1. In a method for the manufacture of a semiconductor device in which a spin on resist layer is applied to the device substrate, wherein the substrate is exposed to charged particles to generate a pattern on the substrate and wherein the resist layer is developed, the improvement comprising:

(a) applying to the substrate by spin-on deposition, a layer of TiO.sub.2 glassy polymer composition; and

(b) exposing the thus coated semiconductor substrate to a beam of charged particles.

2. The method of claim 1 wherein the substrate is exposed to an electron beam.

3. The method of claim 2 wherein the resist is applied to the substrate after the TiO.sub.2 glassy polymer layer.

4. The method of claim 2 wherein the electron beam resist is applied to the substrate before the TiO.sub.2 glassy polymer layer.

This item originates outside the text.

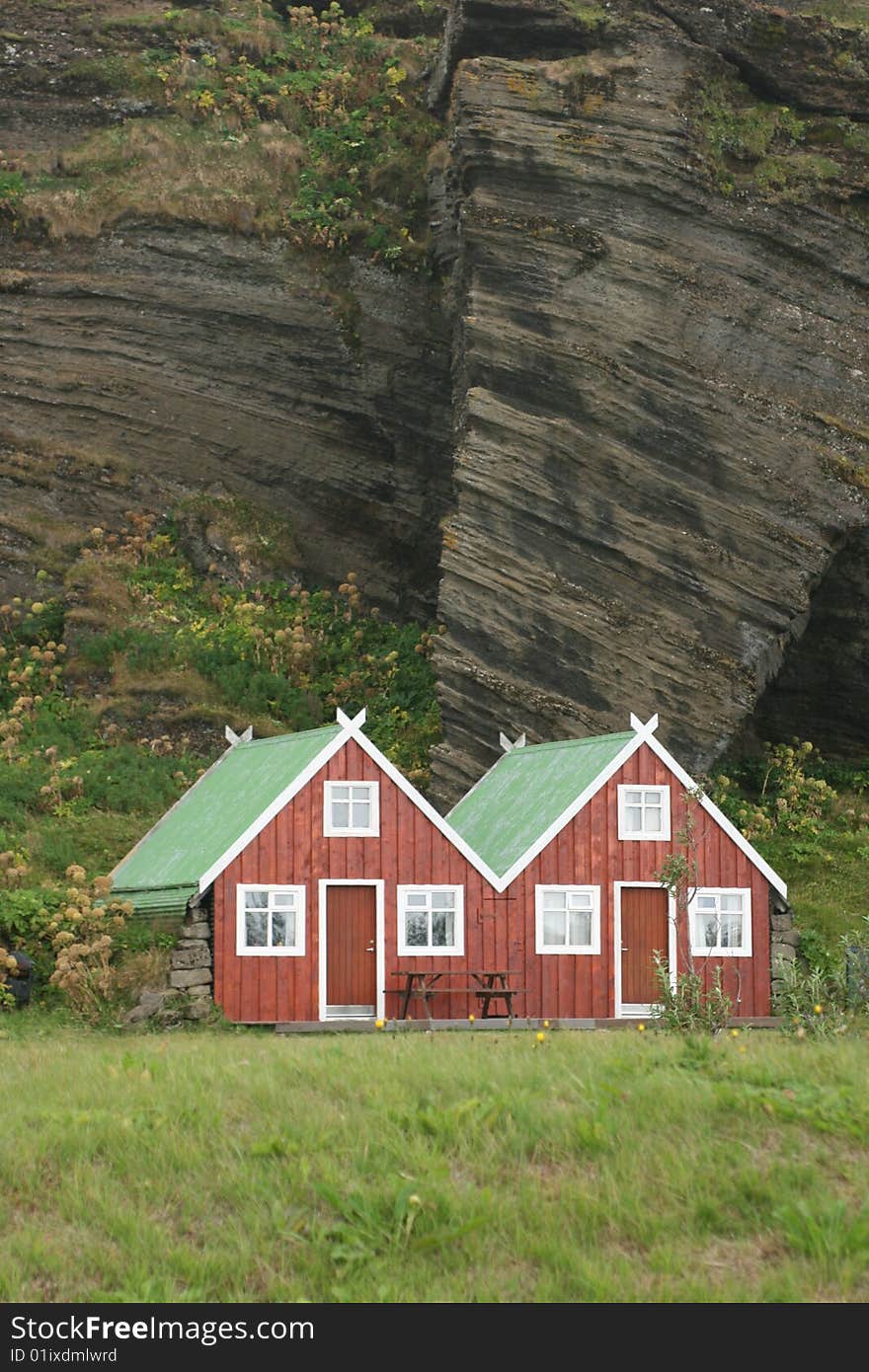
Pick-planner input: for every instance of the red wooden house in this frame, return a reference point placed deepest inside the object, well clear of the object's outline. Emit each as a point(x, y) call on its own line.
point(328, 877)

5. The method of claim 1 wherein the TiO.sub.2 layer is exposed to ion beam radiation.

6. In a method for the manufacture of a semiconductor device in which a spin on resist layer is applied to the device substrate, wherein the substrate is exposed to charge particles to generate a pattern on the substrate and wherein the resist layer is developed, the improvement comprising:

(a) applying to the substrate by spin-on deposition, a layer of TiO.sub.2 glassy polymer composition;

(b) exposing the thus coated semiconductor substrate and resist to electron beam radiation to generate a pattern on the substrate; and

(c) thereafter developing the pattern.